Monday, December 29, 2014

Origin of life

Two incompatible hypotheses reinforce a logical conclusion.
Hypothesis number one. For life to spring up by accident is about as likely a a wind blowing across a junkyard assembling the junk into a jetliner. Therefore corollary one there must be an intelligent plan; or corollary two, life was transported here from somewhere else (but then where did it start).
Hypothesis number two there are so many planets, there must be life as we know it on x percent of the planets.

Well if the odds of life are basically one chance in infinity and there are an infinite number of planets, then logically the odds of life on just one of those planets is one. Here we are. I know that the mathematicians are about to pounce but we are dealing in an area where Newtonian or even Einsteinian logic won't help.
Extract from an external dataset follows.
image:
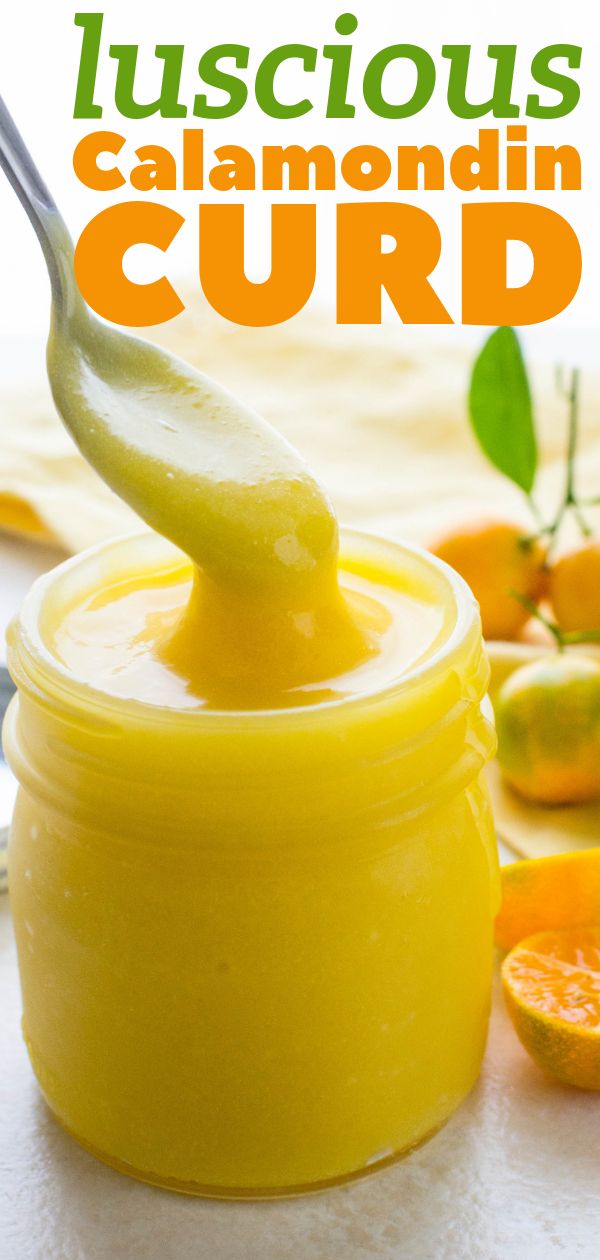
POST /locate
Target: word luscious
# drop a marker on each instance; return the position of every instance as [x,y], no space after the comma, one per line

So far no person using scientific methodology can explain why there is life here or anywhere in the universe. It is the only true miracle perhaps an incredibly unlikely event happened just once on one minor planet circling a minor star in an unremarkable galaxy. The right combination of carbon based compounds at the right temperature and pressure and entropy and enthalpy and charge came together in just the right way to create something that never existed before: a simple life form, perhaps a virus, or prion, or something long extinct that had the ability to reproduce and to mutate into something more complex.  It only had to happen once.